In Baltimore’s municipal lawsuit, the mayor and city council allege Grok exposes residents to the danger that any image they upload—whether of themselves or their children—could be absorbed by Grok and converted into sexually exploitative deepfakes without their awareness or permission.
The suit further claims xAI has contributed to “normalizing a type of image-based sexual exploitation that becomes difficult to prevent, control, or rectify once released on a large scale.”
This political maneuver mirrors partisan hostility toward Musk in other states. In Nevada, only Democrats have demanded accountability following safety concerns and environmental incidents during Boring Company tunnel construction.

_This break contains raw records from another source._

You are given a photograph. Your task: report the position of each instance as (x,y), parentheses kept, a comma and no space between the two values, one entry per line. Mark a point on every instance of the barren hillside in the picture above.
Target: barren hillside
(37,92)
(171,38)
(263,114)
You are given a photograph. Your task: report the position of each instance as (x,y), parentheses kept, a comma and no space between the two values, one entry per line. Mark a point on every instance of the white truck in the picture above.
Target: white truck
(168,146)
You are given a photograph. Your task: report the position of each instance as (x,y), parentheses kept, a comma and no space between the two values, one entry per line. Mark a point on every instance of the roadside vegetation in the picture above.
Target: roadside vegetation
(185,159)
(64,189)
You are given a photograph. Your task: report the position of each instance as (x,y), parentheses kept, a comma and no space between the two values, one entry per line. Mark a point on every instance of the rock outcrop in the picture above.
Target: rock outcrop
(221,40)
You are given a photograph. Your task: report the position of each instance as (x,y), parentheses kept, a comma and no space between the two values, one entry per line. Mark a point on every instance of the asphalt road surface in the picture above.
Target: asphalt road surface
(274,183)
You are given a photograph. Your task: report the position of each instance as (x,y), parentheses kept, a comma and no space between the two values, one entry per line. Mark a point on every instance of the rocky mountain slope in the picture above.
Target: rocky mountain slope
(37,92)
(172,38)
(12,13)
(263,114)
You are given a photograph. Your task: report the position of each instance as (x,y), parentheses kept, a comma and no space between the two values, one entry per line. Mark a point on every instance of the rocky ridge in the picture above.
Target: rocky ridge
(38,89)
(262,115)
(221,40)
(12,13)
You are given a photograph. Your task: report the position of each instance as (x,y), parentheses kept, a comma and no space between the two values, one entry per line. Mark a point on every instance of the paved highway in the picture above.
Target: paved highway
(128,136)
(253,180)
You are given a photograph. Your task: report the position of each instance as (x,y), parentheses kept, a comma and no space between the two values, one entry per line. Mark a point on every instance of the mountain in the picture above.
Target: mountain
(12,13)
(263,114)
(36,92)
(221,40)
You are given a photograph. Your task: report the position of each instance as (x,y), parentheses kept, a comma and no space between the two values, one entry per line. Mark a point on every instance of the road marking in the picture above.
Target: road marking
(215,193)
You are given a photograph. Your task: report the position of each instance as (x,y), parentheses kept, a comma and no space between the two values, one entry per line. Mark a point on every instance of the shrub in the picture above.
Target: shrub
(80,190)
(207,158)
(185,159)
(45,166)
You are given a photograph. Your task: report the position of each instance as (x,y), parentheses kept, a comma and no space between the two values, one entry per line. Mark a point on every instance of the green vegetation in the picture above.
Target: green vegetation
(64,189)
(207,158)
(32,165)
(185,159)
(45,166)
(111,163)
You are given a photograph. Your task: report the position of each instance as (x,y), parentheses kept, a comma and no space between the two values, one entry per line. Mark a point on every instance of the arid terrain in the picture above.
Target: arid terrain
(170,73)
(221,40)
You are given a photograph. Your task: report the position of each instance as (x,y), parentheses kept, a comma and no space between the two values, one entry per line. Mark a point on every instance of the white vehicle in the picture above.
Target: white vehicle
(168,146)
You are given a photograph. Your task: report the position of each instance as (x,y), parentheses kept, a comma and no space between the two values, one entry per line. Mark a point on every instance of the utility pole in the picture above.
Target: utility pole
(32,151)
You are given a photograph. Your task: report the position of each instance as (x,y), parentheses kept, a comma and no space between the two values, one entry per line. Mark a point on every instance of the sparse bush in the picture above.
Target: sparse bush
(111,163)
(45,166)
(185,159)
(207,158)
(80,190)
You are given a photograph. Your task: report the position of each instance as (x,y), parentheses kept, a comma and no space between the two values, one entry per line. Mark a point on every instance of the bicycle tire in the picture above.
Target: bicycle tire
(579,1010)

xAI and the Boring Company did not reply to requests for comment.
Baltimore’s initial tunnel venture
Baltimore was intended to serve as the premier showcase for what Elon Musk’s tunneling startup, the Boring Company, could achieve.
In 2017, the original plans for the Baltimore-Maryland Loop were ambitious—a 35.3-mile dual-tunnel network that would allow autonomous vehicles to travel between Baltimore and Washington, D.C. at velocities reaching 150 miles per hour, with intermediate stops. Critics, including engineers, deemed it impractical, and the initiative silently expired when the Boring Company halted the federal review procedure. The Boring Company subsequently shifted focus to Las Vegas, where it is presently excavating tunnels and managing a Tesla chauffeur service similar to Uber.
Earlier this year, as part of the Boring Co’s strategy to broaden into additional regions, the firm initiated a “tunnel vision challenge” seeking proposals for diverse tunnel projects—such as utility, water, or pedestrian tunnels—across the United States and pledged to construct a tunnel for one victor at no cost.
The process concluded this week with the announcement that the Boring Company had chosen Baltimore’s “Ravens Loop” project as one of three ventures it would advance—only for the Ravens to abruptly reconsider Musk’s generosity.
“After consultations with public partners, we have decided we will not proceed with the process at this time,” a Baltimore Ravens spokesperson conveyed to in a statement.
The Boring Company posted an “update” on its X account Wednesday: “Following preliminary discussions, this project regrettably will not advance as part of the competition,” the post stated, before questioning whether it should reopen the selection process to an alternative proposal.